Compression helps reduce electrode material delamination from metal foil which is dependent on electrode heating/cooling cycles.
Cell internal heating gets worse the more cell current demand and the more aged the cells (2x-3x heating with age at given current).


Operating at cold temps (<5 degs C) increases internal impedance of cell which increases internal heating for given current and results in more temp cycle shifts.

Delamination shows up as impedance increase on a 1kHz battery impedance meter which primarily measures conduction resistance of cell.

 

[Wet1]

Given the cells significantly expand and contract, and EVE tests cell failure with a rigid fixture, it seems crazy to me that folks are using completely rigid fixtures. To each their own I guess.

EVE recommends compression for maximum longevity, and they basically give us the pressure guidelines. If the user chooses to use compression, it's illogical to use anything other than some form of fairly constant rate of compression (within their guidelines) across the SoC range (basically using springs, foam, or some other media which achieves this). Seems pretty simple, yet there's still ongoing discussion about using rigid compression... I'm not sure why this is even remotely considered a good, or even safe, practice.

 

[SparkyJJO]

I thought their most recent paper on that showed a rigid box, not some spring loaded thing.

 

[RCinFLA]

Given the cells significantly expand and contract, and EVE tests cell failure with a rigid fixture, it seems crazy to me that folks are using completely rigid fixtures. To each their own I guess.

EVE recommends compression for maximum longevity, and they basically give us the pressure guidelines. If the user chooses to use compression, it's illogical to use anything other than some form of fairly constant rate of compression (within their guidelines) across the SoC range (basically using springs, foam, or some other media which achieves this). Seems pretty simple, yet there's still ongoing discussion about using rigid compression... I'm not sure why this is even remotely considered a good, or even safe, practice.
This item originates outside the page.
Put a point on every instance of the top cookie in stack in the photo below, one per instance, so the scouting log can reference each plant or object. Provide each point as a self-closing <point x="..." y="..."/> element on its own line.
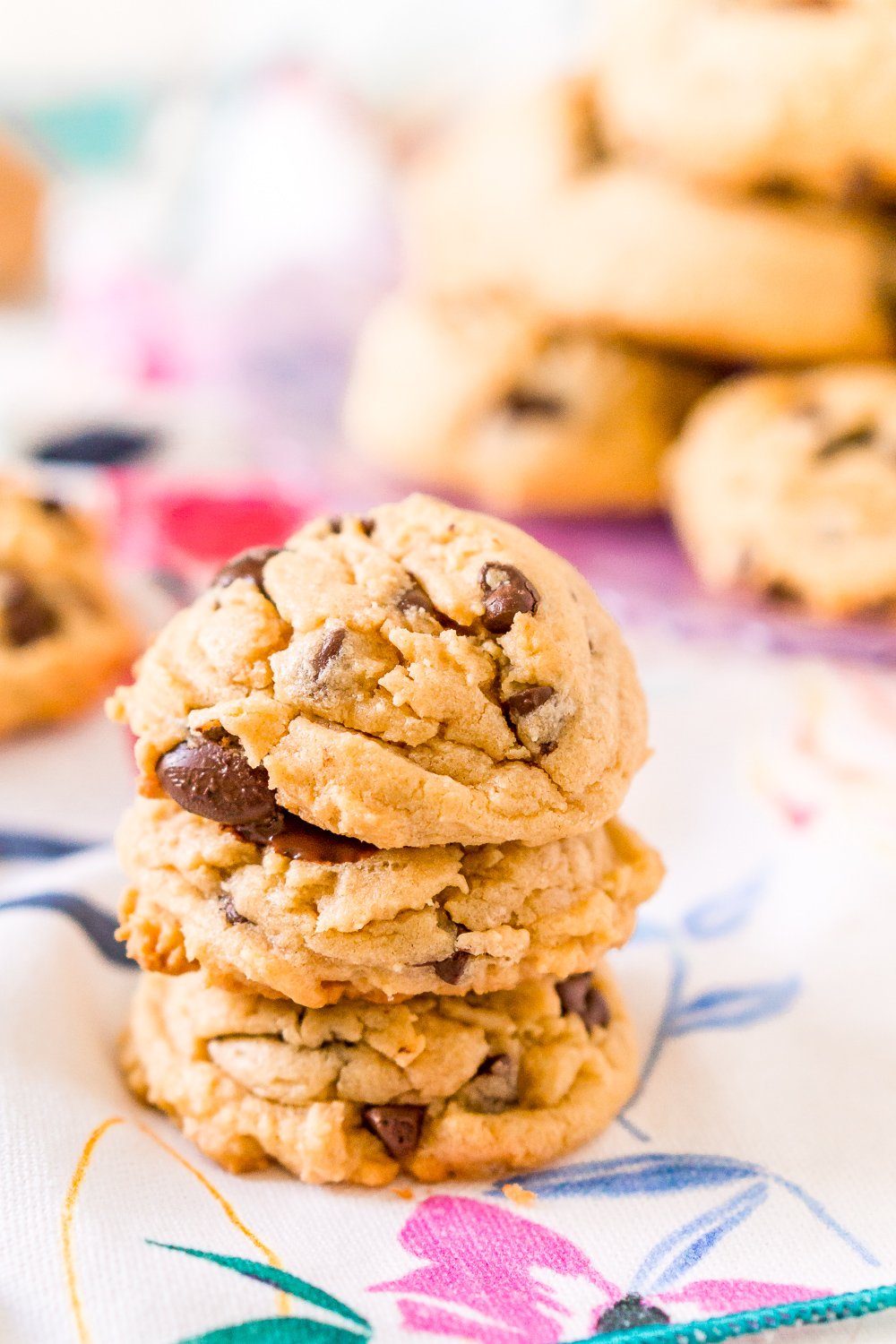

Eve is doing high current discharge/charge tests. They also do not tell you the fixture provides cell cooling.

 

[Wet1]

I thought their most recent paper on that showed a rigid box, not some spring loaded thing.

Only in section 3 (IIRC), where they discuss testing failure modes.

 

[Ampster]

I suppose bloating is different than swelling.

Then there is expansion. I agree with previous posters it is a personal risk management decision. I have seen enough instances of swelling, expansion and bloating that I chose to use thread rod on my pack that is five feet long. My bus bars are ¼ inch solid copper 14:inches long.(3P16S)

 

[brb58]

Not a good idea to have hard fixed constraint.

So, I assembled my fixture while the SOC of all cells is at 100%. I also have 3D printed plastic spacers than are around 6mm thick that are created at 30% infill so it's a honeycomb structure. You still feel that is a big issue? This is for an RV so most of my discharge is less than 0.1C but occasionally will be at 0.3C but not for more than 20 minutes.

 

[noenegdod]

Not a good idea to have hard fixed constraint.

I agree with this completely.

Unless you run your battery hard with high discharge and charge current (>0.5 C(A) current) there is little benefit to compression.

Some will argue that eve 280 cells and the like have no business in a mobile application. Lets disregard that argument at this point.

Given that we both agree that a rigidly constructed fixture is not a good idea, how would you recommend accomplishing mounting eve 280 cells in a mobile application without compression? I built my spring fixture solely for this purpose. 1120ah battery seeing peak loads of 500ish amps for a few minutes at a time. I sized the battery to keep loads low to prevent heating and any of the discharge related issues at bay, but I still had to mount it.

In hind sight, I hate these cells for my intended application and for the time and effort I have into building the jig I should have just worked more and spent triple on cylindrical cells.